El viejo Daniel McCone diría a sus hijos mientras contemplaba el campo de batalla, en el que ya sólo quedaban los cuerpos caídos:
—Os guste o no, hijos míos, ése es el tipo de negocio en el que estáis metidos.
El coronel Redfield aparecería en una calle lateral, desnudo y delirando, pero ileso, por lo demás.
El joven Alexander no intentó hablar después hasta que hubo de hacerlo, aquella misma tarde, en el banquete de Navidad. Le pidieron que se encargase él de la oración de acción de gracias. Descubrió entonces que se había convertido en tonto efervescente, que tartamudeaba tanto que era incapaz de hablar.
Nunca volvería a la fábrica. Se convertiría en el principal coleccionista de arte de Cleveland y en el primer donante del Museo de Bellas Artes de Cleveland, demostrando así que a la familia McCone le interesaba algo más que el dinero y el poder sólo por el dinero y el poder.
***
Su tartamudeo siguió siendo tan agudo durante toda su vida que raras veces se aventuraba fuera de su mansión de la avenida Euclides. Se había casado con una Rockefeller un mes antes de que su tartamudeo se agudizara tanto. De otro modo, como diría él mismo más tarde, puede que no hubiese llegado a casarse nunca.

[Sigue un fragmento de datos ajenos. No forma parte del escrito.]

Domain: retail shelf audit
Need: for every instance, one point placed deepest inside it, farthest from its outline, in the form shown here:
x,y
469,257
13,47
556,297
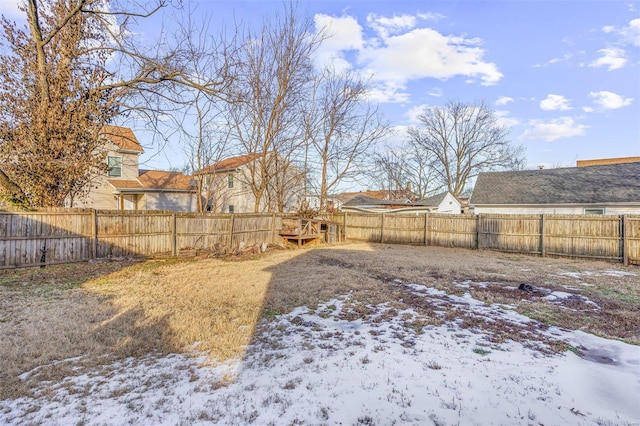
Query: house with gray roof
x,y
600,189
444,202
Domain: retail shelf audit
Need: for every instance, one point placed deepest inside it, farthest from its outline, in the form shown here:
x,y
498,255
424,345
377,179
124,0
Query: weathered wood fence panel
x,y
202,231
73,235
511,233
44,238
606,237
631,249
446,230
589,236
402,229
253,229
134,233
363,227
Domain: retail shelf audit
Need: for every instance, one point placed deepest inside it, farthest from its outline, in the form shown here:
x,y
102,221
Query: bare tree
x,y
405,168
266,109
342,126
74,68
463,140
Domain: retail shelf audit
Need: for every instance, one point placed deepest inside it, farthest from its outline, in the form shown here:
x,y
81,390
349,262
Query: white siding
x,y
609,209
449,205
173,201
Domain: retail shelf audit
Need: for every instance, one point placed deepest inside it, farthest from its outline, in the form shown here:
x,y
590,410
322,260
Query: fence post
x,y
478,221
273,228
94,234
231,231
543,250
626,244
174,249
426,224
344,227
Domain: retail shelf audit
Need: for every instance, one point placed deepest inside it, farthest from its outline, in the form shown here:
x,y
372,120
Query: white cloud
x,y
629,34
551,130
423,53
386,26
503,119
388,93
399,50
344,34
436,92
611,57
552,61
609,100
429,16
503,100
10,9
555,103
416,111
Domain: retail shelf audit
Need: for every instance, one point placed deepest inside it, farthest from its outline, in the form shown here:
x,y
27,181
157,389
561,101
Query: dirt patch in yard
x,y
91,314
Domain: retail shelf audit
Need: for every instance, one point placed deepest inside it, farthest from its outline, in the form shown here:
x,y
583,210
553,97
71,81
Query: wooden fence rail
x,y
53,237
607,237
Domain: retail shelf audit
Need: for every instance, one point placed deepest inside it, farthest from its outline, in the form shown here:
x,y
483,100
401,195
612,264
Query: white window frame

Tuvo una hija, que se avergonzaba de él igual que su mujer. Sólo haría una amistad después de la matanza. Sería con un niño. El hijo de su cocinera y su chófer.

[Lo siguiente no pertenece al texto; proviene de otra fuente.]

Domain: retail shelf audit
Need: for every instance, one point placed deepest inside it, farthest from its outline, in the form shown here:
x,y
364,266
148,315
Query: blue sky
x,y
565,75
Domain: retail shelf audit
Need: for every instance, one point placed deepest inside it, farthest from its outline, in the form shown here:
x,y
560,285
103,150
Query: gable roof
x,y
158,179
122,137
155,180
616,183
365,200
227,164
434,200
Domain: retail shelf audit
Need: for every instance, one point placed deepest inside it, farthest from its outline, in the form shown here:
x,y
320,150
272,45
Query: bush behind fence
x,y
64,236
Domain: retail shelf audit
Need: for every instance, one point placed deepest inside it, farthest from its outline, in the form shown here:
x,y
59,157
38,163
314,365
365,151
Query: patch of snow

El multimillonario quería alguien con quien jugar al ajedrez varias horas al día. Así que sedujo, como si dijésemos, al muchacho, primero con juegos más simples, como «los corazones» y la mona, las damas, el dominó. Pero le enseñó a jugar también al ajedrez. Y pronto jugaron sólo a esto. Sus conversaciones se limitaban a las burlas y chanzas convencionales del ajedrez, que llevan mil años inmutables.
Ejemplos: «¿Has jugado antes a este juego? «¿De veras?» «Localízame una reina.» «¿Esto es una trampa?»
El chico era Walter F. Starbuck. Y estaba dispuesto a consumir su infancia y su juventud de un modo tan antinatural por esta sola razón: Alexander Hamilton McCone había prometido mandarle algún día a Harvard.
K. V.
Ayuda a los débiles que suplican ayuda, ayuda a los perseguidos y a las víctimas, porque ellos son tus mejores amigos; ellos son los camaradas que luchan y caen como lucharon y cayeron ayer tu padre y Bartolo por la conquista de la alegría de la libertad para todos los pobres trabajadores. En esta lucha vital hallarás más amor y serás amado.
N
ICCOLA
S
ACCO
(1891-1927),
en su última carta a su hijo de trece años, Dante, el 18 de agosto de 1927, tres días antes de su ejecución en la prisión de Charlestown, Boston, Massachusetts. “Bartolo” era Bartolomeo Vanzetti (1888-1927), que murió la misma noche en la misma silla eléctrica, invento de un dentista. La misma suerte corrió un hombre aún más olvidado, Celestino Madeiros (1894-1927), que confesó el delito por el que habían condenado a Sacco y Vanzetti, pese al hecho de haber sido declarado también convicto de otro asesinato por el que se había interpuesto apelación. Madeiros era un notorio delincuente que al final se comportó de modo generoso.
La vida sigue, sí... y un tonto y su dignidad pronto se separan, quizás para no reunirse jamás, ni siquiera el Día del Juicio.
Presta atención, por favor, pues en este libro, que es la historia de mi vida hasta ahora, no sólo las personas son personajes, sino también los años. Milnovecientos Trece me dio el regalo de la vida. Milnovecientos Veintinueve hundió la economía norteamericana. Milnovecientos Treintaiuno me envió a Harvard. Milnovecientos Treintaiocho me proporcionó mi primer puesto en el gobierno federal. Milnovecientos Cuarentaiséis me dio una esposa. Milnovecientos Cuarentaiséis me dio un hijo ingrato. Milnovecientos Cincuentaitrés me expulsó del gobierno federal.
Por eso pongo yo con mayúsculas los años, como si fueran nombres propios.
Milnovecientos Setenta me dio un trabajo en la Casa Blanca de Nixon. Milnovecientos Setentaicinco me envió a la cárcel por mis destacadas aportaciones a los escándalos políticos norteamericanos conocidos de forma colectiva por «Watergate».